IEA Executive Director Nobuo Tanaka, speaking at the presentation of the report in Saint Petersburg, said "the question is how fast and how much they can do."

Last week, the IEA expressed disappointment with OPEC's decision not to boost output quotas given persistently high prices, supply shocks and rising seasonal demand, which it said threatened to undermine economic recovery.

It urged OPEC producers to pump above quota, and its latest monthly data noted that the 11 cartel members in the quota system produced 26.50 mbd, an increase from 26.38 mbd in April, and considerably above the 24.84-mbd target.

"If the current price level continues, it will be at the detriment of the global economic recovery," added Tanaka.

World oil prices rebounded slightly following the publication of the report and as traders went bargain hunting following losses the previous day, analysts said.

New York's main contract, West Texas Intermediate (WTI) light sweet crude for July delivery, added 39 cents to $95.20 a barrel in London trading, while Brent North Sea crude for August won $1.41 to $114.42 a barrel.

Despite the supply worries, the IEA nudged up its global oil demand forecast for 2011 from its previous monthly report by 0.1 million barrels per day (mbd) to 89.3 mbd.

'Supply-and-Demand Fundamentals' Driving Prices

The IEA, the energy policy arm of the 34-member Organization for Economic Cooperation and Development (OECD), said the rise in oil prices is due to fundamentals, not speculation.

Given diminished supply flexibility in the global market "the bull run evident since autumn 2010 ... looks in large part to be justified by supply-and-demand fundamentals," the IEA said in a separate report.

Moreover, "despite increased upstream activity levels and resurgent non-OPEC supply, spare capacity has diminished."

It forecast both oil prices and demand to increase over the medium term due to rising demand from emerging markets, with China alone expected to account for over 40% of the increased demand.

It hiked its medium-term price assumption by $15 to $20 per barrel, with an average price of $103 per barrel now underpinning its forecasts.

"Income outstrips high crude prices in the growth markets in the face of persistent, if gradually diminishing, end-use price subsidies," noted the IEA.

While per-capita oil use levels will remain lower than in the OECD, it said demographics, urbanization and industrialization will "push demand in the emerging markets sharply higher."

The IEA said countries with per-capita annual income of $3,000 to $20,000 will account for nearly half of global demand by 2016, roughly double the level of two decades ago.

It sees demand rising to 90.63 mbd in 2012, an increase of 0.6 mbd from its previous forecast in December.

The IEA now forecasts demand to rise to 91.92 mbd in 2013 (+0.74 mbd), 93.13 mbd in 2014 (+0.83 mbd), 94.24 mbd in 2015 (+0.85 mbd) and 95.26 mbd in 2016.

The IEA sees the oil market as being particularly tight this year and next, with the spare capacity of the OPEC oil cartel falling to 3.5% to 3.7% of global demand, although this is expected to ease somewhat later.

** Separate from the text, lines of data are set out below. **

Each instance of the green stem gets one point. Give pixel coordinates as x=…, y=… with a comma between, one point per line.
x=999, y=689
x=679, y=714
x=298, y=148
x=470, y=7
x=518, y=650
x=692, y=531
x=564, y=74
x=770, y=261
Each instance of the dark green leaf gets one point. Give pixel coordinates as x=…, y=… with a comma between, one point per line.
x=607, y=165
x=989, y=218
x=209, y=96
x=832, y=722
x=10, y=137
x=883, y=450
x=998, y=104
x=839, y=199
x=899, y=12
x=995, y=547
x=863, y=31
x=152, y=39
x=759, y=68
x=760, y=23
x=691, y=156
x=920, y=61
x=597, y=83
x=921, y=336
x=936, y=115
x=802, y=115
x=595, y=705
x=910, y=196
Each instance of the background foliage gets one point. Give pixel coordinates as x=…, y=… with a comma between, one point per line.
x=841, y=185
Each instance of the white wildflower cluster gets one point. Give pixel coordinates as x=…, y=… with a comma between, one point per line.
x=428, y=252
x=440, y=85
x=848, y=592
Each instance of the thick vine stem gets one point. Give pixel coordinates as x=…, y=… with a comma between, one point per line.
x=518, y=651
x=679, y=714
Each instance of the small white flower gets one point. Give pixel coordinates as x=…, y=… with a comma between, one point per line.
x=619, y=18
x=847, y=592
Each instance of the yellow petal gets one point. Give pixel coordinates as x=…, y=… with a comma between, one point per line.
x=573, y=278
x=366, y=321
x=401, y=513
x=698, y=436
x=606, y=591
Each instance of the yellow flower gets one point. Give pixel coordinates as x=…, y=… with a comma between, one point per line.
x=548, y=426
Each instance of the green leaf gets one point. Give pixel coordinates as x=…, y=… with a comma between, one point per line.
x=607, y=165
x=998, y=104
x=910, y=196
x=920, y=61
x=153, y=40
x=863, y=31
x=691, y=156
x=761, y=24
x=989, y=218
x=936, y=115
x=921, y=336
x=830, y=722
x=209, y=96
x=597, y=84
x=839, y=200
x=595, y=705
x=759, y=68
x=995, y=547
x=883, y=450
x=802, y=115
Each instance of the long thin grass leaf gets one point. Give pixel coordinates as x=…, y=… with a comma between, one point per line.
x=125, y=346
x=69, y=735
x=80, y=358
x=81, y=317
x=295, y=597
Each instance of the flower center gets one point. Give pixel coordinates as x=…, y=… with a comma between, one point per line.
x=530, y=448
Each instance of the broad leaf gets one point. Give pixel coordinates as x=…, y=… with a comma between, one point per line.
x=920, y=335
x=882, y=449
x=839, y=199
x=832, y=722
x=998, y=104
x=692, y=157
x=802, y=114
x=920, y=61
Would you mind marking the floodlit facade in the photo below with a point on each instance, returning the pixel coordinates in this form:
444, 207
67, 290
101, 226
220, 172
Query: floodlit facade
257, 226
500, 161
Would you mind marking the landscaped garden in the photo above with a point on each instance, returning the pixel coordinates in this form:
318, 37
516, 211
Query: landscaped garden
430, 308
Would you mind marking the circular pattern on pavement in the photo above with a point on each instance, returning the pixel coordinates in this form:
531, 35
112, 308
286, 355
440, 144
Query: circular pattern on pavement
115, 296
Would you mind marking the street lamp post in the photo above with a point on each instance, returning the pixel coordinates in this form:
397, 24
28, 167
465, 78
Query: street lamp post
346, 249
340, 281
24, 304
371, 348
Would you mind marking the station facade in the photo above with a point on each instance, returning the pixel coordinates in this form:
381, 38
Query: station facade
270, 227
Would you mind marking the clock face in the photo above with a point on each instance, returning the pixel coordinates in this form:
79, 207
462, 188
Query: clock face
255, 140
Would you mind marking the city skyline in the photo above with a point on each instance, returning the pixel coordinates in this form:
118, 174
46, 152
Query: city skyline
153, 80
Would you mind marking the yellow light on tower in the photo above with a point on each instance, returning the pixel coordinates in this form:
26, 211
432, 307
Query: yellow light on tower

While high prices are expected to lead to increased global capacity from 93.8 mbd to 100.6 mbd by 2016, most of this new oil will be from more expensive areas to drill.

The IEA warned that a slump in oil prices and slower global growth might not bring much relief in supplies as producers put off expensive investments, while demand in emerging economies likely will grow.